Но я вот, например, начисто не помню, были ли там какие-то шкафы и полки. А ведь должны были быть, на все лето же приезжали, наверняка барахло где-то хранилось. Не помню, был дом под дранкой или под рубероидом. И вообще внешне не помню, помню только терраску. Чердака не помню - а чердаки я любил: почему я на чердак не лазил? И, конечно, масштабов не помню. В детстве мне казалось, что дом просторный; но в детстве все просторное. Я помню, как был шокирован, в четырнадцать лет вдруг оказавшись в доме, где не бывал с восьми, и обнаружив, что от дома до сарая не бесконечность, как я помнил, а рукой подать.

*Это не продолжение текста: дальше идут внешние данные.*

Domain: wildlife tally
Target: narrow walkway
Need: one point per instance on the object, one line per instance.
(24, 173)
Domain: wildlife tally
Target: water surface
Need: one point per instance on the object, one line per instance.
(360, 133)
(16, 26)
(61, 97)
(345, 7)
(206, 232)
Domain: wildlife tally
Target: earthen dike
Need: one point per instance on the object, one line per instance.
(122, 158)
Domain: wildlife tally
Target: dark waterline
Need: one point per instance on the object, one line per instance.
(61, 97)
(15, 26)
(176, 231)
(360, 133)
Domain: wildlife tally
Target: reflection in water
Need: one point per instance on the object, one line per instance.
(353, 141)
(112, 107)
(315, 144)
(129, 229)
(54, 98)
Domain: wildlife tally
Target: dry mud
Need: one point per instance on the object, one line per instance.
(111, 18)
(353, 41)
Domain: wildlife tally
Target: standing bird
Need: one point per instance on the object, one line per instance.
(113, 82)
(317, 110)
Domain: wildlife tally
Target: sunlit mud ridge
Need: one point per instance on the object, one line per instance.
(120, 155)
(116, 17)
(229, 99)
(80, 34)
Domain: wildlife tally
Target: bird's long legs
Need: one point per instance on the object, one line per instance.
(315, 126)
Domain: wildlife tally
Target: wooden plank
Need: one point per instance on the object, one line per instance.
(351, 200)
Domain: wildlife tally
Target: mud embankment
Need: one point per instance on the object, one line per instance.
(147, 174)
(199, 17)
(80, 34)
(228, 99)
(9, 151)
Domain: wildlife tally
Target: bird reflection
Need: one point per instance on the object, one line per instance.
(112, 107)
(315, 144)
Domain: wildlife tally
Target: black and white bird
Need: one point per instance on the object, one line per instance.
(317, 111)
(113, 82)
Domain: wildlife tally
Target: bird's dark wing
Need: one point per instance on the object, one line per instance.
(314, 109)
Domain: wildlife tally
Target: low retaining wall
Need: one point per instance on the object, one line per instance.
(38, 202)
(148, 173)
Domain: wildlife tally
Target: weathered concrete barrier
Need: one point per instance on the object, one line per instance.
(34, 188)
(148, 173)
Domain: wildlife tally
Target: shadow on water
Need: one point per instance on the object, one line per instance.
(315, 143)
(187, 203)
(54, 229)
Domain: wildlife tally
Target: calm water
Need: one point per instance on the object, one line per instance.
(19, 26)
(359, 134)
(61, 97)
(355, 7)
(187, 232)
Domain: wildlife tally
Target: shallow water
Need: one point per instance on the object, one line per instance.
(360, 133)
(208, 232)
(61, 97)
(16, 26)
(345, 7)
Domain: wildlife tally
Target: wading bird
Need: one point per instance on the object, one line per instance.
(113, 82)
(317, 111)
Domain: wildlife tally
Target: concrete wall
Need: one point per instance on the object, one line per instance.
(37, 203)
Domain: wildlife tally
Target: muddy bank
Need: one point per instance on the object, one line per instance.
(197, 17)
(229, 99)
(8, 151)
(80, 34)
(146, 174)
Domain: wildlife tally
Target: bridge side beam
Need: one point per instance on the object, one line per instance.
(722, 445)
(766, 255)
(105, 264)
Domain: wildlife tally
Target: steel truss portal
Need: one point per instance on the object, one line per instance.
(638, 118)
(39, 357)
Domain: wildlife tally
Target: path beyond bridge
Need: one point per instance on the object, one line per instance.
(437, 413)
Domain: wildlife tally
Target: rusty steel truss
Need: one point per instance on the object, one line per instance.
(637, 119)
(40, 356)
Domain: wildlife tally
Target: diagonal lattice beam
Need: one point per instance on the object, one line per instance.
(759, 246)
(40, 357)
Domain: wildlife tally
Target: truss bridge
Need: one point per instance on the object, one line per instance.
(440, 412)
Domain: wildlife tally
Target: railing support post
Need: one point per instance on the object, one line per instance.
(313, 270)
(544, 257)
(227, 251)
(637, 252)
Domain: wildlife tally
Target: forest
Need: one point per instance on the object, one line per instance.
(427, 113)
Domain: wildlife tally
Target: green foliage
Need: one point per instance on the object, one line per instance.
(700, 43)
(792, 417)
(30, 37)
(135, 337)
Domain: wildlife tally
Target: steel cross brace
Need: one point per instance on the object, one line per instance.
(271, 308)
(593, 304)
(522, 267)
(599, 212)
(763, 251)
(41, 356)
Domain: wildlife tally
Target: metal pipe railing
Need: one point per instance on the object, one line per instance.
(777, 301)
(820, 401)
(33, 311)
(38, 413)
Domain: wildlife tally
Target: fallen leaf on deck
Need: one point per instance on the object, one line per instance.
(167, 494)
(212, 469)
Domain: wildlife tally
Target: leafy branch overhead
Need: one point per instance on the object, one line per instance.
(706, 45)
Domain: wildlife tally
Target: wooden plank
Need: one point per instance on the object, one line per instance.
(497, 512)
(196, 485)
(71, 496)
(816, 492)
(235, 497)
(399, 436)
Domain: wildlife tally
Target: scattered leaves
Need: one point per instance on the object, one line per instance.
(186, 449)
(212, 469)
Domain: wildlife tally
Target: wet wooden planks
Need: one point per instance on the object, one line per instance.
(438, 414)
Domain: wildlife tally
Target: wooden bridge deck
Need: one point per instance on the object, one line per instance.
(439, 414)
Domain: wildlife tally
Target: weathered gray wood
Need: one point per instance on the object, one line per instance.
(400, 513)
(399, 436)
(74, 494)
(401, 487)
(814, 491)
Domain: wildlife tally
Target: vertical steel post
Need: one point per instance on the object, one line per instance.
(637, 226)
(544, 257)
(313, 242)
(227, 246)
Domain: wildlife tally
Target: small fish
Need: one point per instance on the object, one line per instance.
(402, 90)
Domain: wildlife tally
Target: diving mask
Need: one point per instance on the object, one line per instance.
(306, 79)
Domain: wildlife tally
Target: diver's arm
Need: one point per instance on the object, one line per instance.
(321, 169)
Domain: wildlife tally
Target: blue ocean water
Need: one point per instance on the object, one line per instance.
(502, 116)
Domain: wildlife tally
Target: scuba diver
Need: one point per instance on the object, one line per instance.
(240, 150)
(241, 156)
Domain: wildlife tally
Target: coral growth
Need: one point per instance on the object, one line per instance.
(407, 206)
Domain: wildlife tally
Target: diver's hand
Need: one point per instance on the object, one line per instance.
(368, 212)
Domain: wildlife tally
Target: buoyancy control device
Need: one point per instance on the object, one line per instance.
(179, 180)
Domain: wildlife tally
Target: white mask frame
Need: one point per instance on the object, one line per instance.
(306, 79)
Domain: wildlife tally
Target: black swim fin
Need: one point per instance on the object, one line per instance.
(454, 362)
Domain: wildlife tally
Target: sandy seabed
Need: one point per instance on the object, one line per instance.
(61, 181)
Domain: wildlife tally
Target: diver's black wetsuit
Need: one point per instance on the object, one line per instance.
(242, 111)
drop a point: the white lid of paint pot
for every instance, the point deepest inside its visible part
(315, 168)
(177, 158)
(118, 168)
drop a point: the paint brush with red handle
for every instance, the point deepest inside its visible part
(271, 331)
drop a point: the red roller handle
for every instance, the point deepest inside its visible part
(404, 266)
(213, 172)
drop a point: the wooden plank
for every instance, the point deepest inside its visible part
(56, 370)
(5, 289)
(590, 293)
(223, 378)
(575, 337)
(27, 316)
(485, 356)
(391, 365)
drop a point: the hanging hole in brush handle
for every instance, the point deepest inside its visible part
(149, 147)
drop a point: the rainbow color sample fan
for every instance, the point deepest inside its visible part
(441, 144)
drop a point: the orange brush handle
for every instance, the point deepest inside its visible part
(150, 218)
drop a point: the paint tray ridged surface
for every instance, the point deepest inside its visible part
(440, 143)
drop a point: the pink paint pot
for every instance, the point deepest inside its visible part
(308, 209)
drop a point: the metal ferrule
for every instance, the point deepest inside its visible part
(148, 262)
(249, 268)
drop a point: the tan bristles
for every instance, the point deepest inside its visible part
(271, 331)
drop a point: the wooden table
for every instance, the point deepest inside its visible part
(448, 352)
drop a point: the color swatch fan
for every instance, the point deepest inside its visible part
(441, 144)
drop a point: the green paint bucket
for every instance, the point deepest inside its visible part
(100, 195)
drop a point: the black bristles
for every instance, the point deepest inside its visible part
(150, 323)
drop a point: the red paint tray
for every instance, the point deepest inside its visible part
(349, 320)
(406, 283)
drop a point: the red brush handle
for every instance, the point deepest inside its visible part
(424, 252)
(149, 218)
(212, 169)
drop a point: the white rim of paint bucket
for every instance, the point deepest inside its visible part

А в этом доме мне масштабы сверить так и не пришлось.
Когда мне было лет девять-десять, дядюшка, чей был дом, его сжег. Ну, точнее, не сам, пастухов попросил. Дядюшка был страховым агентом, дом в заброшенной деревне ему был ни к чему, а тут живые деньги, чо... Мать очень переживала. И дом жалко было, и меня на лето вывозить стало некуда. Ну, а у меня просто кусок жизни отвалился. Но в детстве такое все время случается, это как бы нормально. Постепенно привыкаешь.
А на самом деле, конечно, счастье, что он его сжег, а то бы мы до сих пор в эту глухомань калужскую таскались, ибо куда ж мы от нашего родного Семёна-то денемся. А если взрослым взглядом - адское было местечко, одна глинюка эта местная чего стоит... Там теперь даже дорога есть, прям асфальтовая: заброшенные земли раскупили москвичи под дачи. До центральной усадьбы, где местные живут, дорога какая была, такая и есть: бетонные плиты в два ряда, брошенные прямо в глину.